Actually it would break... but not for the reason you think. You know node exists, and if you know parent exists (see below), it is safe to do node->parent->left. Sure node->parent->left might be null, but that doesn't mean it will cause an access violation since you're not doing anything with it. Parent exists, therefore the "left" pointer has been initialized as per your Node.h. It could still be NULL, but you can still use NULL in comparison. i.e. if (anything == NULL) do something;

The mistake I made is that it should be while (parent->node), not while (node). Sorry :)
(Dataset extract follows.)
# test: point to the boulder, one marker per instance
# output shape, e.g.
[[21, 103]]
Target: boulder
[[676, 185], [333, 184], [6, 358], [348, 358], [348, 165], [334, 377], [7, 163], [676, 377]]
Actually it would break... but not for the reason you think. You know node exists, and if you know parent exists (see below), it is safe to do node->parent->left. Sure node->parent->left might be null, but that doesn't mean it will cause an access violation since you're not doing anything with it. Parent exists, therefore the "left" pointer has been initialized as per your Node.h. It could still be NULL, but you can still use NULL in comparison. i.e. if (anything == NULL) do something;

The mistake I made is that it should be while (parent->node), not while (node). Sorry :)

I mean node->parent not parent->node. -1 points. This is why I never got good grades in college hehe.

Ah ok. I couldn't get that to work anyways. However, I found that with a very minimal change in the code, I was able to fix it. Before, I was increasing the height before the recursive call:

else if(str < node->data)
{
// Increase height of node and move to the node's left
node->leftHeight++;
Insert(str, node->left);
}

I modified the code so that the height increased after the insert, and it didn't increment the height, instead, it took its left node and added 1. Also, I call the Balance function after each recursion to ensure the heights are correct.

else if(str < node->data)
{
// Increase height of node and move to the node's left
Insert(str, node->left);
node->leftHeight = GetHeight(node->left) + 1;
Balance(root);
}

There was also an error in the double rotations - I fixed this (passed node->right or node->left, should have been node)

These fixed it, and the tree balances correctly. Also, the tree balances correctly after Removes.